Did everyone else do their tests?

 

What a wonderful feeling, stood outside in the balmy air, talking to other performers. The last time we could do this was so long ago, and frankly even now it feels fragile, vigorous testing and mask wearing and hand washing. No hugging, just frantic waving. We head back inside and I make the ill advised decision to spend nearly £4 of my very limited disposable income on a warm can of cider. I can't reiterate how much I've missed this. 

 

The second half is opened by a folk story about ravens and love and the fall of England. I love folk stories, especially ones with music and song, and ESPECIALLY gay ones. The narrator is dressed in an outfit of shimmering black feathers. I can’t really see them, but I can see the projections on the wall behind them, patterns repeating and changing and twisting. I am captivated, and I feel a soaring in my heart as the ravens enact their revenge, and England falls. If only.

 

The Delta variant is more contagious.

 

Laurie's partner glides deliberately into the room, their wide brimmed hat glowing around the rim. As they reach the stage they remove the brim of the hat, it's a hula hoop. I don't remember what the song was, the details are incredibly fuzzy, but as they move, spinning the ring around themself I feel full to bursting with hope and love in every cell of my body. I love every single person in this room, I love that we are sharing this moment with each other. It has been so long of pretending that digital live stream cabaret is good enough, vital enough, that it scratches that itch in me.
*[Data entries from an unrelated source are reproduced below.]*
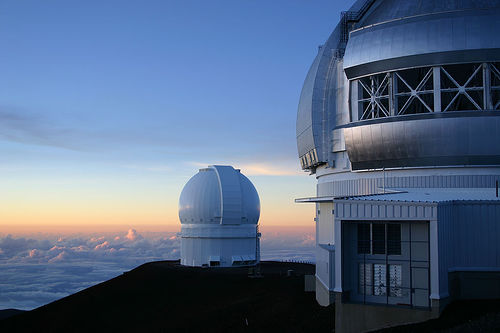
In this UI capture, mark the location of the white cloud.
[0,229,314,309]
[125,229,142,241]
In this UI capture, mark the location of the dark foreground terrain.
[0,261,500,333]
[0,261,334,332]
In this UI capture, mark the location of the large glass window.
[350,63,500,121]
[357,223,401,255]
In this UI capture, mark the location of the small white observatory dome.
[179,165,260,267]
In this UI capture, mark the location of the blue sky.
[0,0,350,225]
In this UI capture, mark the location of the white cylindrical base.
[180,224,259,267]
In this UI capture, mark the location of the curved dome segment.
[344,5,500,79]
[296,49,323,167]
[179,165,260,225]
[179,168,221,223]
[344,111,500,170]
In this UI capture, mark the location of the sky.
[0,227,315,310]
[0,0,350,232]
[0,0,356,309]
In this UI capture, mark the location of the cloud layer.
[0,229,314,310]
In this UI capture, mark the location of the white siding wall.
[316,202,335,244]
[334,200,440,299]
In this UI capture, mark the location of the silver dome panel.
[344,7,500,79]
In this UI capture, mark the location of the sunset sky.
[0,0,350,233]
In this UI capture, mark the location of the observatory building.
[296,0,500,332]
[179,165,260,267]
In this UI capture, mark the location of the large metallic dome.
[297,0,500,172]
[179,165,260,225]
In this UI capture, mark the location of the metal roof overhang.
[295,196,335,203]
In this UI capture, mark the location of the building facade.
[296,0,500,331]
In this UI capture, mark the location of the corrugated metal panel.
[348,188,500,202]
[335,200,437,221]
[438,202,500,291]
[317,175,500,197]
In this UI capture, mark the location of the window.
[389,265,403,297]
[358,263,406,297]
[372,223,385,254]
[357,223,401,255]
[387,223,401,255]
[358,223,370,254]
[359,263,373,295]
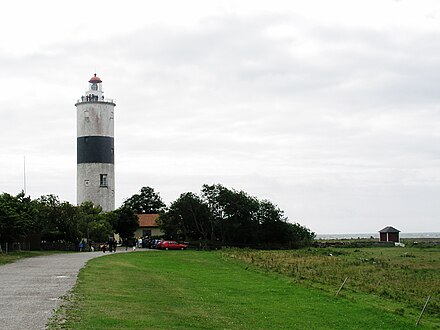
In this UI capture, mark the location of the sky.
[0,0,440,234]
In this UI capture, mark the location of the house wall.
[134,227,164,237]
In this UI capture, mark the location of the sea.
[316,232,440,240]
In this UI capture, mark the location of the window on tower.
[99,174,108,187]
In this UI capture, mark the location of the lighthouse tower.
[75,73,116,211]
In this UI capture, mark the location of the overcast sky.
[0,0,440,234]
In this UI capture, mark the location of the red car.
[160,241,188,250]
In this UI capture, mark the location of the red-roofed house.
[134,214,163,237]
[379,226,400,242]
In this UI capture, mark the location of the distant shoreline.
[316,232,440,240]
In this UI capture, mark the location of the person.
[112,238,118,252]
[108,237,113,252]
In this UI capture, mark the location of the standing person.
[112,238,118,252]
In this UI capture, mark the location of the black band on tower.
[76,136,115,164]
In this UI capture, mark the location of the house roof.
[137,213,159,227]
[89,73,102,84]
[379,226,400,233]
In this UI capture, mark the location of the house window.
[99,174,108,187]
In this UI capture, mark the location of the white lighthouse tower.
[75,73,116,211]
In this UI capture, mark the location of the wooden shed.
[379,226,400,242]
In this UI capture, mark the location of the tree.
[113,206,139,239]
[159,192,211,240]
[123,187,165,214]
[38,195,82,243]
[77,202,112,242]
[0,192,41,242]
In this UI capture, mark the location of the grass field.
[222,247,440,316]
[50,251,440,329]
[0,251,65,265]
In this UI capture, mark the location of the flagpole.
[23,156,26,196]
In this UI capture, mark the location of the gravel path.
[0,251,129,330]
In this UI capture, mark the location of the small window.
[99,174,108,187]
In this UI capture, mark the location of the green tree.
[113,206,139,239]
[159,192,211,240]
[122,187,165,214]
[77,202,113,242]
[0,192,41,242]
[38,195,82,243]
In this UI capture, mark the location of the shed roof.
[137,213,159,227]
[379,226,400,233]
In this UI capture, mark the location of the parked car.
[154,239,164,249]
[160,241,188,250]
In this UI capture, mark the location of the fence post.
[335,276,348,297]
[416,296,431,326]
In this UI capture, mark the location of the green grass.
[0,251,66,265]
[223,247,440,316]
[50,251,433,329]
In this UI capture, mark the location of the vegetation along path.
[0,252,139,330]
[51,251,435,329]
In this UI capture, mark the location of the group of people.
[101,237,118,253]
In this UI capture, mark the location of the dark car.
[160,241,188,250]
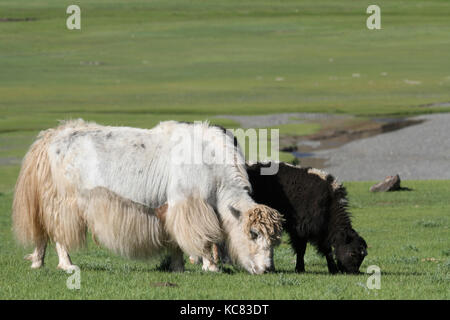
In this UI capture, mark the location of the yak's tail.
[165,198,223,256]
[83,187,171,259]
[12,129,86,249]
[12,132,51,245]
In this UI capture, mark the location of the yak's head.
[229,205,283,274]
[334,229,367,273]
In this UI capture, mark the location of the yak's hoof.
[56,264,78,271]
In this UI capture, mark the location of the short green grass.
[0,0,450,299]
[0,171,450,299]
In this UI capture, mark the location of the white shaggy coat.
[13,120,278,273]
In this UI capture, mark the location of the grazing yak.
[12,120,282,274]
[247,163,367,273]
[195,163,367,274]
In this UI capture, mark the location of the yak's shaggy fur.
[13,120,279,273]
[247,163,367,273]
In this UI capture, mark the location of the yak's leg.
[24,240,47,269]
[202,243,219,272]
[325,249,338,274]
[292,238,307,273]
[169,248,184,272]
[56,242,75,271]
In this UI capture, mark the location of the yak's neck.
[328,203,352,245]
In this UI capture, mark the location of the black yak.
[247,163,367,274]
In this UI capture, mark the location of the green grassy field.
[0,181,450,299]
[0,0,450,299]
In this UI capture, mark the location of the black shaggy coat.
[247,163,367,273]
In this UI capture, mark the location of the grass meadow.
[0,0,450,299]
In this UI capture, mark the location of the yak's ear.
[228,206,241,220]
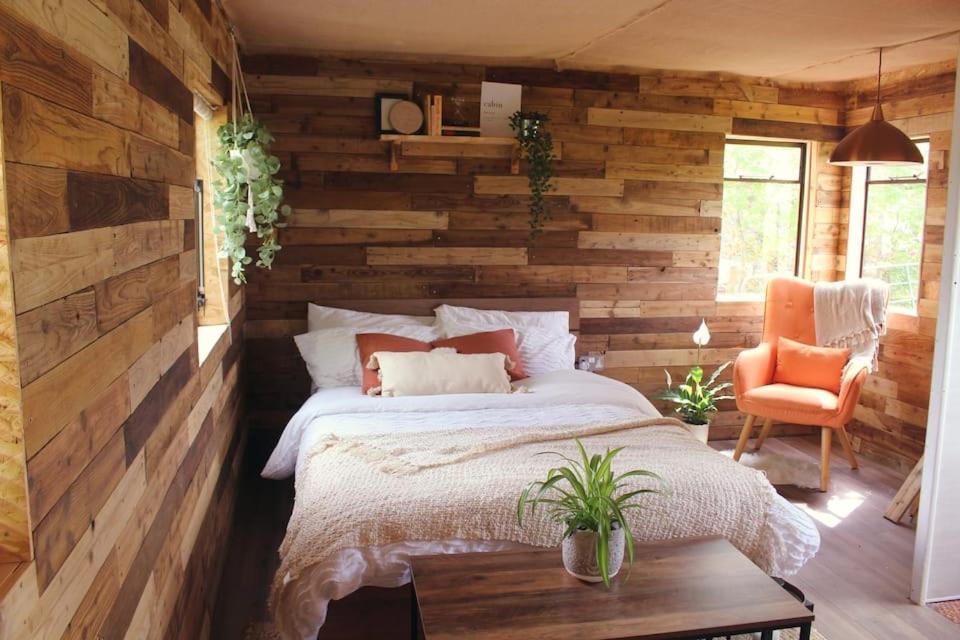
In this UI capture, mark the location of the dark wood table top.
[411,538,813,640]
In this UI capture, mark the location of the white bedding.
[263,370,820,638]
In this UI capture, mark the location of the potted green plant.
[510,111,553,238]
[213,113,290,284]
[656,320,733,442]
[517,440,662,587]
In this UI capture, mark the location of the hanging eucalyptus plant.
[213,113,290,284]
[510,111,553,238]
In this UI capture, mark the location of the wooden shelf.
[380,133,520,174]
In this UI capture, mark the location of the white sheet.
[263,370,660,479]
[263,370,820,638]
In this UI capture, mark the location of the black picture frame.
[373,93,410,134]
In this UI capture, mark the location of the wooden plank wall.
[0,0,251,639]
[838,62,956,475]
[245,56,844,437]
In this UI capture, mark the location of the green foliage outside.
[862,142,930,312]
[717,144,801,298]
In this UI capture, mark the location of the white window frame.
[716,136,811,302]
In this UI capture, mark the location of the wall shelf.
[380,133,520,175]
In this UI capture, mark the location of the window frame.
[717,136,810,300]
[851,136,930,316]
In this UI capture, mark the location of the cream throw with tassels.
[273,414,777,612]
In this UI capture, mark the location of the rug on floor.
[243,622,827,640]
[720,449,820,489]
[930,600,960,624]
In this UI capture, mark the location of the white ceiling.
[223,0,960,82]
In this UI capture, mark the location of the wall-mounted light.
[830,49,923,167]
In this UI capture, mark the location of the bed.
[263,370,820,638]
Here I can see you sweat and stumble and I can feel you here with me and it's so overwhelming I can hardly stand it but what a privilege it is to be overwhelmed by lights and sound and bodies.

 

Is this safe? 

 

The penultimate performance is the BEST, and I mean, the BEST live voguing I have ever seen. I am enamoured. I am envious. I want this person to teach me. They stride around the room, arms twisting and turning, giving a taste to every single table. As they come round to our side they do a handstand split against the wall and twerk and when I tell you I SCREAMED! I mean it. It was so sexy and incredible I only wish I remembered more of the specifics.

 

Is this responsible?

 

Laurie finishes us off with a messy little lipsync number, nip slips galore in her forest nymph gown (we love it). When was the last time I saw this many tits live? I love queer cabaret spaces partially for how naturalised nudity is, how erotic the work can be without the entitlement and toxicity of spaces that cater to cisheteronormativity. These spaces are messy, unrefined, sexual, chaste, debauched, VITAL. 

 

Laurie waves her trans flag in the air and I could cry with joy.